We all know we should be doing more, but how do we keep going when our motivation slips, the weather takes a turn for the worse, or life gets in the way?
Try these 25 tips from experts and parenting readers to stay fit forever:
1.Workout why, don't just workout
Our reasons for starting exercise are fundamental to whether we keep it up, says Michelle Seger, director of the University of Michigan's Center for Sport, Health and Activity Research and Policy. Too often "society encourages exercise and fitness with short-term motivation, guilt and shame". There's some evidence, he says, that younger people will go to the gym more if their reasons are appearance-based, but before our 20s that doesn't fuel motivation as much. Vague or future goals don't help either ("I want to get fit, I want to lose weight"). Seger, author of No Sweat: How the Simple Science of Motivation Can Bring You a Lifetime of Fitness, says we'll be more successful if we focus on immediate positive feelings like stress reduction, energy boosts and friendships. "The only way we prioritize time for exercise is if it's going to provide some benefit that's really compelling and valuable to our daily lives," she says.
2.Get off to a slow start
The danger with the typical New Year's resolution approach to fitness, says personal trainer Matt Roberts, is that people "jump in and do everything—change their diet, start exercising, stop drinking and smoking—and within a few weeks they're out of motivation. Or just too tired." If you are not in shape, it will take time." He likes the trend toward high-intensity interval training (HIIT) and recommends some people incorporate it, "but it's going to be too intense for most people." Do it once (or twice, at most) a week, with slow jogs, swimming. Combine that with cutting and brisk walking—plus two or three days of rest, at least for the first month. "This will give someone a chance to do high-intensity workouts as well as recovery sessions."

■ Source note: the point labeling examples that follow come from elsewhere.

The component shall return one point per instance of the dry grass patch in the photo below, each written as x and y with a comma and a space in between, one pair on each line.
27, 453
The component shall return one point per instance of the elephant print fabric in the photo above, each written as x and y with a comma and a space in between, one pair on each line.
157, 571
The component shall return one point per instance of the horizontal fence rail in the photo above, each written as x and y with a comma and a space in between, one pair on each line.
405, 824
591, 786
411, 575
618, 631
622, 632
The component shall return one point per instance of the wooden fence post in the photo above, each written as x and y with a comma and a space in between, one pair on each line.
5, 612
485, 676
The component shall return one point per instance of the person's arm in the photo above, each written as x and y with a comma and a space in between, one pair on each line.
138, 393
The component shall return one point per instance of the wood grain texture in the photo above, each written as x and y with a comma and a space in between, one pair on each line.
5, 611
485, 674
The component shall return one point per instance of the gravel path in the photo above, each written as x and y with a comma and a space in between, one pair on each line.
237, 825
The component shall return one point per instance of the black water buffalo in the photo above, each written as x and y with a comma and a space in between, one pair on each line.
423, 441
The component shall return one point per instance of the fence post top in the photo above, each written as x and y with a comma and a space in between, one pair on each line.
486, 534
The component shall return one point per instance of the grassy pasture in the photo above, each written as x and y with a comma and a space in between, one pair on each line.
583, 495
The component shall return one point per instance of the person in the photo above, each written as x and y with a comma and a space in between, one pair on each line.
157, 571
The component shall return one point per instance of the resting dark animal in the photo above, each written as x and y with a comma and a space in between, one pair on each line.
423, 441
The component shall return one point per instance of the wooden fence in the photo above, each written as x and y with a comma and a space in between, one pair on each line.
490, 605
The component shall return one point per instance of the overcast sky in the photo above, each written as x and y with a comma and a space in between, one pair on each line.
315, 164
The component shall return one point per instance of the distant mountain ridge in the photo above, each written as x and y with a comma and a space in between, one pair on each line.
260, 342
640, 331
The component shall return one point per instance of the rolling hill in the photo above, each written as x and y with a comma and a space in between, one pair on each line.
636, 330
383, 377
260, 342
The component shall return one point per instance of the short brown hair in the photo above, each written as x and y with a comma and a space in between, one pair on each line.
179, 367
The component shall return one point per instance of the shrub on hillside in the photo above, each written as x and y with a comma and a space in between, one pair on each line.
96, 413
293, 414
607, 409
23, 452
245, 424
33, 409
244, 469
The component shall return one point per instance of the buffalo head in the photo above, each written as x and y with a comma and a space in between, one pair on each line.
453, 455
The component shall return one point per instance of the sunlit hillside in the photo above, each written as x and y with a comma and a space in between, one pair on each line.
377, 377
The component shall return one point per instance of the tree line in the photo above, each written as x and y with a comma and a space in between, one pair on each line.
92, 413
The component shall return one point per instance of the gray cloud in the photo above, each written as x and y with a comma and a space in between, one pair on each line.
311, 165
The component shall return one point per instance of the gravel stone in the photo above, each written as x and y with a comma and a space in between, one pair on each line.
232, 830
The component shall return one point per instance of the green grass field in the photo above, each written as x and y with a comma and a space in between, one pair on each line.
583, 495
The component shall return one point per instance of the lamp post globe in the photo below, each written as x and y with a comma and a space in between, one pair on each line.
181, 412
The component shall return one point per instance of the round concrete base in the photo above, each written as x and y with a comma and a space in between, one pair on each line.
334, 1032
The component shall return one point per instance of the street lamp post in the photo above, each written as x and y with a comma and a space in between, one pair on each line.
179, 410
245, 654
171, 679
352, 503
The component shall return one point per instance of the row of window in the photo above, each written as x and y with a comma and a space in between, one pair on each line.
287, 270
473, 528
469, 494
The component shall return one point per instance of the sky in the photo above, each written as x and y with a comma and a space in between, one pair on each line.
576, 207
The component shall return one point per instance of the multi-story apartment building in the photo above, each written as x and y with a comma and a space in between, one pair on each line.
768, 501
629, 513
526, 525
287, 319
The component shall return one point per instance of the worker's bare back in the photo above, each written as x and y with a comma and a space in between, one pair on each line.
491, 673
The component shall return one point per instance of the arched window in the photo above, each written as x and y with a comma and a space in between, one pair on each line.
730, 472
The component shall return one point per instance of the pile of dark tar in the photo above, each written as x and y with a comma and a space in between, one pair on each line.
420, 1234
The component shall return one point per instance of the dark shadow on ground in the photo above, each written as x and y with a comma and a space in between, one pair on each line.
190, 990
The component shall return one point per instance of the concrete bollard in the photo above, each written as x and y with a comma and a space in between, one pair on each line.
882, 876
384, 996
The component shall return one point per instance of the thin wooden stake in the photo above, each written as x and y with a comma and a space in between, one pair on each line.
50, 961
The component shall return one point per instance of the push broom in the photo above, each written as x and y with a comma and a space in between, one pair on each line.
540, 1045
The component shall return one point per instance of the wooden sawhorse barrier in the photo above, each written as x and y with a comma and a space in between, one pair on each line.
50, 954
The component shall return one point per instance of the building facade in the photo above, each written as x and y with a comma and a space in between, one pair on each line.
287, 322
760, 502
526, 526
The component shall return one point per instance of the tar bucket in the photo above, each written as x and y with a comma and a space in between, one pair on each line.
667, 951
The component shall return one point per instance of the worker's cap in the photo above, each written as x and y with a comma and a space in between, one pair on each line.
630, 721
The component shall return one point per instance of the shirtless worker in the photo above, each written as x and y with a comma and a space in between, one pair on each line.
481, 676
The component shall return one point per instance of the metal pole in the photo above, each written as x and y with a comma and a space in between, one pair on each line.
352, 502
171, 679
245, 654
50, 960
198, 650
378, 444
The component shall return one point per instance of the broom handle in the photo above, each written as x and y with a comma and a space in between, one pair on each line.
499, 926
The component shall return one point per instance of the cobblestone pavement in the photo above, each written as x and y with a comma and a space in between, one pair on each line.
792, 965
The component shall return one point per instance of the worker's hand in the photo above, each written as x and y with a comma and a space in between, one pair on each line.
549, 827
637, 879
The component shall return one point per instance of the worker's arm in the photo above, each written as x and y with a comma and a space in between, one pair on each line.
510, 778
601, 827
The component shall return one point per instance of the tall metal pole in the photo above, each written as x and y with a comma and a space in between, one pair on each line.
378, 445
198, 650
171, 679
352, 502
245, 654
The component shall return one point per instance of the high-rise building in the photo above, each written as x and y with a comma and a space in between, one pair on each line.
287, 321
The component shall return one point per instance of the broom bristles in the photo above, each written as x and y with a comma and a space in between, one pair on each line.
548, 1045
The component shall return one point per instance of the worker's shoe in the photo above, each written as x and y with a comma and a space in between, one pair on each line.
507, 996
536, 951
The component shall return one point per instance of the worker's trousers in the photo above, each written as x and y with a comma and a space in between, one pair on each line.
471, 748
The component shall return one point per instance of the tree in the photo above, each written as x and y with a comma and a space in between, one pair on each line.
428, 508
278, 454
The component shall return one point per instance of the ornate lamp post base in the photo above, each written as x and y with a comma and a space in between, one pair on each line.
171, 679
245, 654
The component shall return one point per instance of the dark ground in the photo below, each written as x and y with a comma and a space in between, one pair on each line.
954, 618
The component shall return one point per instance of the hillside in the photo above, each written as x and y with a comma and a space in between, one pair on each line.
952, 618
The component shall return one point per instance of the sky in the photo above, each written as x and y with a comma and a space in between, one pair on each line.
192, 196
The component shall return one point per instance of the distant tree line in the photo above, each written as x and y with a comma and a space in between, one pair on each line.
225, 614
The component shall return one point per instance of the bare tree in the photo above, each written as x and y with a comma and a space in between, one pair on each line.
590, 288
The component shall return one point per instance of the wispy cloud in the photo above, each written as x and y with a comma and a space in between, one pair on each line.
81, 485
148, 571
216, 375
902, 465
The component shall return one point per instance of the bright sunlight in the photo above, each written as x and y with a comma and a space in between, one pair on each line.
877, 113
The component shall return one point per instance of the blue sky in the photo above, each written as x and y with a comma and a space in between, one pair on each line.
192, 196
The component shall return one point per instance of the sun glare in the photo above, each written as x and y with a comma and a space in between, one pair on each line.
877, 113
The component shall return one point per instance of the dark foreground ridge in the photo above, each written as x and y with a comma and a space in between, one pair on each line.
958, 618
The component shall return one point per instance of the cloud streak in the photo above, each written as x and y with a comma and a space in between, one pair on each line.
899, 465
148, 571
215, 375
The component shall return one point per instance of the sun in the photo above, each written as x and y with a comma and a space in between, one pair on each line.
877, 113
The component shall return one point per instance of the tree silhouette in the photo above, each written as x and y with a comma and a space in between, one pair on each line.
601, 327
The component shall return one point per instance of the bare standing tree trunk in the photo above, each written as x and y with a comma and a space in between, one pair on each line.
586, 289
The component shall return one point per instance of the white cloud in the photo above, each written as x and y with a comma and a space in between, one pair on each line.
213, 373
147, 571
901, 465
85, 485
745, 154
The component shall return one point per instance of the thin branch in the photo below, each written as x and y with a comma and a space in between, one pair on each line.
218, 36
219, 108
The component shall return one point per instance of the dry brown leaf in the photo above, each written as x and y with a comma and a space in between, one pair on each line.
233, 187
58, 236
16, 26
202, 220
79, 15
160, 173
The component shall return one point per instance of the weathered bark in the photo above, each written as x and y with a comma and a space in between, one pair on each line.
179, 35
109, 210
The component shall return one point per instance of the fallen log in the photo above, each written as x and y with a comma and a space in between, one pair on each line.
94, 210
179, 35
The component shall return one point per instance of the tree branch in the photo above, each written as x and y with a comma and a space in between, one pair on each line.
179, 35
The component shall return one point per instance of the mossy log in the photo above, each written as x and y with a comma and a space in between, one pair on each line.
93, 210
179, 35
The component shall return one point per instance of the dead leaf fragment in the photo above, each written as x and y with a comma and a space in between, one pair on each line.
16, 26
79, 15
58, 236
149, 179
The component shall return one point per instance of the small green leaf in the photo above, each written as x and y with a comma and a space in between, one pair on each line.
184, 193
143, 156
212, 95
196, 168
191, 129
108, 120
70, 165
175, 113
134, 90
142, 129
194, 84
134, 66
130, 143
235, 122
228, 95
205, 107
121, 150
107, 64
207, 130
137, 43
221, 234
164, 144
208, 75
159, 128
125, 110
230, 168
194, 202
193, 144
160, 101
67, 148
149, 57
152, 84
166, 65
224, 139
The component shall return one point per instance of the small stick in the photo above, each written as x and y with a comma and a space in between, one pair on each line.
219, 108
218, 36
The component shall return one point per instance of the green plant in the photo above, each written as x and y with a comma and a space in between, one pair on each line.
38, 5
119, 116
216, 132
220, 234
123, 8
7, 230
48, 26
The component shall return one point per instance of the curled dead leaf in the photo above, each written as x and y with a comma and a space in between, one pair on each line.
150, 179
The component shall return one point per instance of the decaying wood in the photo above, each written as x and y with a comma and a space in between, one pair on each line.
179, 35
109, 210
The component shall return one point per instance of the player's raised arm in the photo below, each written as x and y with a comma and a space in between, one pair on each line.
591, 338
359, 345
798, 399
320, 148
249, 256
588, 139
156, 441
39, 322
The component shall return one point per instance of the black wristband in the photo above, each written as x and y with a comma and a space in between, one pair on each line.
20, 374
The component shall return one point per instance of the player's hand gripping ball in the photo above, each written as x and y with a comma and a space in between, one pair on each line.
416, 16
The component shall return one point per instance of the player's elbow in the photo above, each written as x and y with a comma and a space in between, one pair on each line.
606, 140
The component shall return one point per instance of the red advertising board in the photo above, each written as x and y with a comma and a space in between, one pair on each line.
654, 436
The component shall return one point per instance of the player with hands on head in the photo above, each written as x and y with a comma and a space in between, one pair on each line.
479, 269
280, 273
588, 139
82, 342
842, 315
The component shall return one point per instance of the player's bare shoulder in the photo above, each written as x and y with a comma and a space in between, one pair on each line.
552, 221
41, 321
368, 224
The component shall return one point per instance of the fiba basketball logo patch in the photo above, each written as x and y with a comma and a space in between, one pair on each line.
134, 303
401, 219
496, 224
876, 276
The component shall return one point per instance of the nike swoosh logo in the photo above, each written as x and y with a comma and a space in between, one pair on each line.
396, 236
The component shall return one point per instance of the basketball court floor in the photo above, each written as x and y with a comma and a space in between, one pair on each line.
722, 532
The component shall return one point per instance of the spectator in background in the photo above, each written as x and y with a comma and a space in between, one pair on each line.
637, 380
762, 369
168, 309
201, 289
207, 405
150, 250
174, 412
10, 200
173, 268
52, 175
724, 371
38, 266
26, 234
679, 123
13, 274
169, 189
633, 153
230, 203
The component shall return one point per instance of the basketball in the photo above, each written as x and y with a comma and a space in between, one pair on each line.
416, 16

3 .You don't have to love it
It's helpful not to try to do something you actively dislike, says Seger, who suggests thinking about the type of activity — roller-skating? Ride a bike? - You liked it as a child. But don't feel like you have to actually enjoy exercise. "A lot of people who stick with exercise say: 'I feel better when I do it.'" There are elements that are likely to be enjoyable, such as your body's physical response and feeling stronger, and the joy that comes with mastering a sport. Comes with achievement.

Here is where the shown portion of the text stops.